分类:
2012-08-28 11:48:02
当手机满足一定的条件时,会进入休眠状态。从手机进入休眠到唤醒,主要分为三个阶段:
early suspend
suspend
late resume
early suspend执行在休眠前需要完成的一些工作,late resume完成在退出休眠后进行的一些扫尾工作。early suspend与late resume执行的操作是一一对应的。
early_suspend的结构
需要early suspend和late resume执行的操作,通过函数register_early_suspend注册,unregister_early_suspend取消注册。
early_suspend的结构体如下:
struct early_suspend {
struct list_head link;
int level; //节点的级别,控制执行顺序
void (*suspend)(struct early_suspend *h); //early_suspend执行的函数
void (*resume)(struct early_suspend *h); //late_resume执行的函数
};
register_early_suspend(struct early_suspend *handler)
{
struct list_head *pos;
list_for_each(pos, &early_suspend_handlers) {
struct early_suspend *e;
e = list_entry(pos, struct early_suspend, link);
if (e->level > handler->level)
break;
}
list_add_tail(&handler->link, pos);
if ((state & SUSPENDED) && handler->suspend)

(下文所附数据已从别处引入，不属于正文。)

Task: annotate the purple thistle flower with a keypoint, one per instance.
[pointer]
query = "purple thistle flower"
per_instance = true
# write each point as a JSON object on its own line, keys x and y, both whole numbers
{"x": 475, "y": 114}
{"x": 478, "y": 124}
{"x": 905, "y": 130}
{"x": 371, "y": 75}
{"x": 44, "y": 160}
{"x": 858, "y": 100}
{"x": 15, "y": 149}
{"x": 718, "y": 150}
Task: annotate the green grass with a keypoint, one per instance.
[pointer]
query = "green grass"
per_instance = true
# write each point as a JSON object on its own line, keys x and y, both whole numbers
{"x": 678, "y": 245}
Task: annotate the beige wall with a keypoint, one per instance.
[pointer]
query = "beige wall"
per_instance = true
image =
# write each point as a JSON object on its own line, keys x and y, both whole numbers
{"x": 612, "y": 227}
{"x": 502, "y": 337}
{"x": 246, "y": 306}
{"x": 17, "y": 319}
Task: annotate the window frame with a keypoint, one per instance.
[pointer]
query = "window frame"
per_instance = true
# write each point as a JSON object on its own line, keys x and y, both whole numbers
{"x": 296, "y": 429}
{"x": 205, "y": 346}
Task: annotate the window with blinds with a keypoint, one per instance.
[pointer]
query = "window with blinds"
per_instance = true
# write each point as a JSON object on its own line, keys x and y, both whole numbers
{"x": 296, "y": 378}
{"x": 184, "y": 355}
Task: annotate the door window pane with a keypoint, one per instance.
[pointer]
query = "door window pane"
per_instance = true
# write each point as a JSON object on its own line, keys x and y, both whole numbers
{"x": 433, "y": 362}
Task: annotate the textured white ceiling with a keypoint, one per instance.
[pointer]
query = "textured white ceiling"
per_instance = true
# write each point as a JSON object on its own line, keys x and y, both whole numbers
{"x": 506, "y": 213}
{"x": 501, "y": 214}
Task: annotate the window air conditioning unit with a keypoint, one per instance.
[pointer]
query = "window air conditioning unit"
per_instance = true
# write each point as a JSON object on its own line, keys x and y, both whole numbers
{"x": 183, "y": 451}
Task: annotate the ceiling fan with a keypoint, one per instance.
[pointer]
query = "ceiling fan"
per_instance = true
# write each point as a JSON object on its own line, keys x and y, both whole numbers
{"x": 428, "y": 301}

handler->suspend(handler);
}
注册early_suspend变量,就是在链表early_suspend_handlers中增加该节点,level小的节点排前面。所有early_suspend注册结束后,early_suspend_handlers就是按照节点的level从小到大排列的链表。
early suspend的执行
在文件系统中有一个虚拟的文件:/sys/power/state
向该文件写入字符串“mem”,则启动进入休眠的过程。
向该文件写入字符串“on”,则手机退出休眠状态。
其中Const char* const pm_states[PM_SUSPEND_MAX] = {
[PM_SUSPEND_ON]="on",
...................
[PM_SUSPEND_MEM] = "mem",
};
向state文件写入字符串,对应函数的操作如下:
static ssize_t state_store(struct kobject *kobj, struct kobj_attribute *attr,
const char *buf, size_t n)
{
suspend_state_t state = PM_SUSPEND_ON;//初始化值为“on”=0
const char * const *s;
char *p;
int len;
p = memchr(buf, '\n', n);
len = p ? p - buf : n;//取出输入字符串的长度
for (s = &pm_states[state]; state < PM_SUSPEND_MAX; s++, state++) {
if (*s && len == strlen(*s) && !strncmp(buf, *s, len))
break;//找到对应的输入状态
}
if (state < PM_SUSPEND_MAX && *s)
if (state == PM_SUSPEND_ON || valid_state(state)) {//如果状态为“on”或者“mem”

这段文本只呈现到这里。